In this work, we are reporting the properties and crystal structure of a new bismuth chalcogenide discovered in Nature. Its mineral assemblage and mode of occurrence suggest how it could be prepared in the laboratory and this phase could be of interest for novel types of thermoelectric materials. The modulated crystal structure can be rationalised and compared to other chemically related phases in the bismuth–sulfide system. The new mineral, zipserite, and its symbol zps were approved by the Commission on New Minerals, Nomenclature and Classification of the International Mineralogical Association (IMA2022–075, Majzlan et al., Reference Majzlan, Ozdín, Sejkora, Steciuk, Plášil, Rößler and Matthes2022).
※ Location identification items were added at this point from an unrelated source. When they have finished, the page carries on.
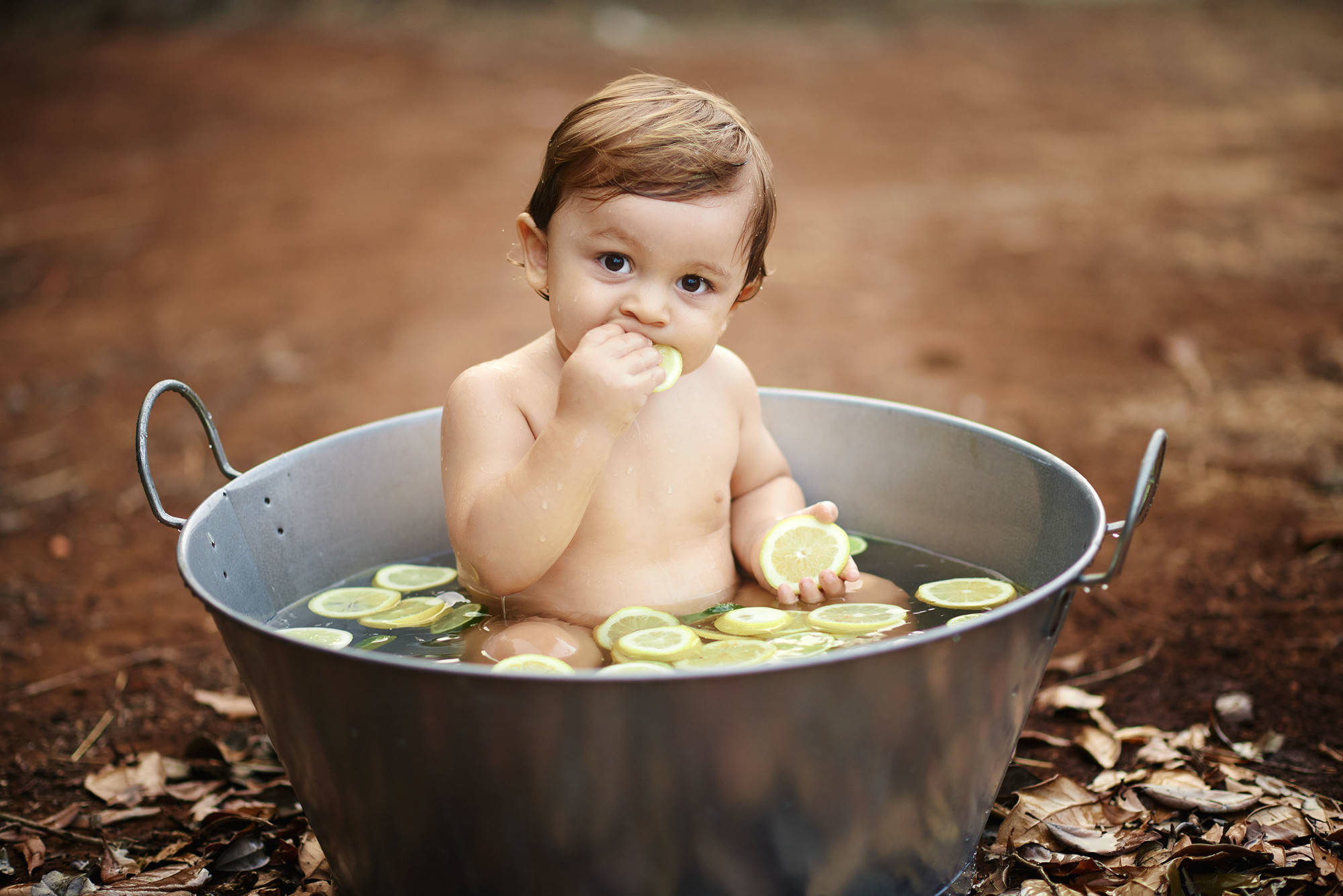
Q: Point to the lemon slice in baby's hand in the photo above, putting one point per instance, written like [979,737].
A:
[802,548]
[671,362]
[353,603]
[966,593]
[632,619]
[532,664]
[410,613]
[335,639]
[856,619]
[726,655]
[753,620]
[408,577]
[665,644]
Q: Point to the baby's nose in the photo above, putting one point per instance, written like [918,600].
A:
[648,306]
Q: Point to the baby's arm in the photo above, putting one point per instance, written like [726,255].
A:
[515,501]
[763,493]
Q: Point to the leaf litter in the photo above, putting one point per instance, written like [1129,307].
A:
[1189,819]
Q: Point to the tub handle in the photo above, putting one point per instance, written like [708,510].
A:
[156,506]
[1144,493]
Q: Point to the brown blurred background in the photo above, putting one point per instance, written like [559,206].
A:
[1071,221]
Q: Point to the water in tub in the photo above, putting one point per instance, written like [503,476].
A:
[418,613]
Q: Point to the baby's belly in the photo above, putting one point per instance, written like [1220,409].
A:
[592,581]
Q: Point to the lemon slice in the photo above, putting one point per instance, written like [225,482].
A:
[353,603]
[966,593]
[794,647]
[322,638]
[726,655]
[672,364]
[408,577]
[635,668]
[856,619]
[410,613]
[632,619]
[753,620]
[532,664]
[964,619]
[715,635]
[667,644]
[800,548]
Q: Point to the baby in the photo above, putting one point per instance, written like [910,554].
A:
[571,486]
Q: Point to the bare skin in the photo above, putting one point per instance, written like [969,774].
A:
[574,489]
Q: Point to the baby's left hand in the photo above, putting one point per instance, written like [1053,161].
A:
[831,587]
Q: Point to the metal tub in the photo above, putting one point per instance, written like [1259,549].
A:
[855,775]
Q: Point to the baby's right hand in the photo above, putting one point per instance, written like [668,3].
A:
[609,377]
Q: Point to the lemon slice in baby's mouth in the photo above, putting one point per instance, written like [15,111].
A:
[671,362]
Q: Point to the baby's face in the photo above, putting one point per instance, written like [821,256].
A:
[668,270]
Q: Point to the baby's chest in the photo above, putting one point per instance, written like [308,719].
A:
[674,466]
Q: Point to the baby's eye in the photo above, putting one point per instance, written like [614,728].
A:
[616,263]
[692,283]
The name zipserite honours Kristián Andrej (or also Christian Andreas) Zipser (born November 25, 1783, Györ, Hungary, died February 20, 1864, Banská Bystrica, Slovakia), a prominent mineralogist of the Austro-Hungarian Empire in the 19th Century. He contributed significantly to the establishment of the second oldest Mineralogical Society in the world (1811, Banská Štiavnica, Slovakia), which is followed by today's Slovak Mineralogical Society. Zipser was a member of more than 80 scientific societies and museums and an honorary doctor of several European universities. For his activities, Zipser gained great authority throughout Europe, resulting in several foreign orders and awards from European emperors, kings and dukes. He collected many hand specimens of minerals, which he sent free of charge to museums, universities, institutes, scientists and monarchs, thus significantly enriching the collections of institutions in almost all countries in Europe and North America.
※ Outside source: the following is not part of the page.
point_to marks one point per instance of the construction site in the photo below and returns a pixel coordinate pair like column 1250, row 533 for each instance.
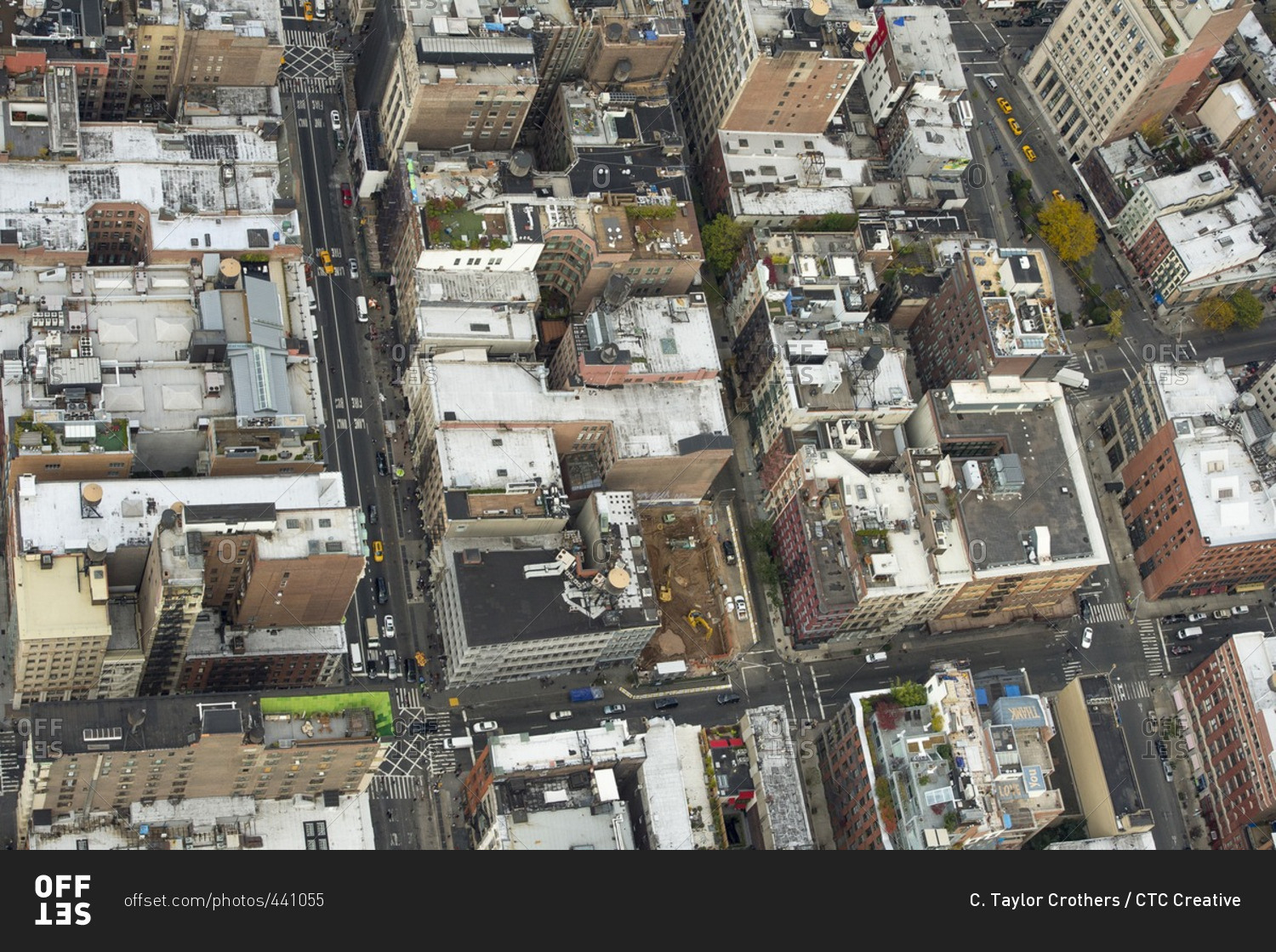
column 689, row 573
The holotype material (polished section) is deposited in the Mineralogical Museum of Comenius University, Faculty of Natural Sciences in Bratislava, Slovakia, under catalogue number MMUK 7670.
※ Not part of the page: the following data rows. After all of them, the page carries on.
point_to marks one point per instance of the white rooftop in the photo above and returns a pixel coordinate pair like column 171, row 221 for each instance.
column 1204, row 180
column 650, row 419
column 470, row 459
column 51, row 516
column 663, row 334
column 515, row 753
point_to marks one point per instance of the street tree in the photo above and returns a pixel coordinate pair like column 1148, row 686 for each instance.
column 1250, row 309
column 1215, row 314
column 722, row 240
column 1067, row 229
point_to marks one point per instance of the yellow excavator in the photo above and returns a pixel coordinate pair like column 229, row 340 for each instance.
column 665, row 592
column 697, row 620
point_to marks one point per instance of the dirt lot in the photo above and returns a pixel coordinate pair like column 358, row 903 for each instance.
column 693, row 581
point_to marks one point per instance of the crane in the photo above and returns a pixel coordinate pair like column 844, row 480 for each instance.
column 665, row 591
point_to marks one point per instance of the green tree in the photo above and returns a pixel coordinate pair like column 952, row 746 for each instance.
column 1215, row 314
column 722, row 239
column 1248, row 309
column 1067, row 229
Occurrence and mineral description
Occurrence
Zipserite was found in samples with bismuth sulfotellurides, taken from the tailings pile of the Alsó-Rózsa adit, ~5 km ENE of the village Nagybörzsöny in Hungary (GPS coordinates: 47°56′27″N, 18°53′40″E). Hydrothermal base-metal and precious metal mineralisation are developed in this deposit in andesites to dacites of Miocene age, and are related to the asthenospheric upwelling and subduction of the European platform under the African plate during the last stages of the convergent Alpine collision (Bezák et al., Reference Bezák, Bielik, Marko, Zahorec, Pašteka, Vozár and Papčo2023; Hurai et al., Reference Hurai, Huraiová, Nemec, Konečný and Reato2023). The mineralisation forms veins in andesitic rocks but changes to veinlet zones and disseminations in dacites. The dump material is formed by intensively hydrothermally altered volcanic rocks. The main alteration is propylitisation, which results in the original rocks being changed into a mixture of predominantly white sheet silicates with disseminated sulfides and sulfosalts. Two stages of mineralisation were distinguished: the first stage is represented by pyrite, galena, sphalerite, chalcopyrite and pyrrhotite, and the second one mainly by arsenopyrite, bismuth, bismuthinite, sulfosalts, gold, baryte and carbonates. Of the various selenium tellurides, the tetradymite minerals pilsenite, ikunolite, tetradymite, joséite-A and joséite-B are present, in addition to other Au–Ag–Bi–Te minerals (jonassonite, petzite, hessite and jaszczakite) (Koch and Grassely, Reference Koch and Grasselly1952; Paar et al., Reference Paar, Putz, Topa, Roberts, Stanley and Culetto2006; Pantó and Mikó, Reference Pantó and Mikó1964; Szakáll, Reference Szakáll2002). Szakáll et al. (Reference Szakáll, Zajzon and Kristály2012) described “unusual ikunolite” from Nagybörzsöny. Its composition, normalised to 4 S atoms, is Bi5.29S4 and Bi5.12S4. The structural data were obtained by powder X-ray diffraction, but, given the great degree of similarity among the various Bi–S phases, the “unusual ikunolite” could have actually been zipserite.
The specimens that contain zipserite also contain abundant bismuthinite and native bismuth (Fig. 1) and rare ikunolite and joséite-A. Zipserite is located particularly along the contact between bismuth and bismuthinite, suggesting that it may be a reaction product of these two minerals. Textural evidence suggests that bismuth was the first mineral in the association, and later fluids that brought both Bi and S attacked the early bismuth, and produced zipserite locally. The composition of the altered rocks was not investigated in detail. A peculiar property of these rocks, when embedded in epoxy and prepared as polished sections, is that the rocks expand and crack the sections within a few years. We assume that the altered rocks contain a substantial fraction of smectites that pick up humidity from the air and expand.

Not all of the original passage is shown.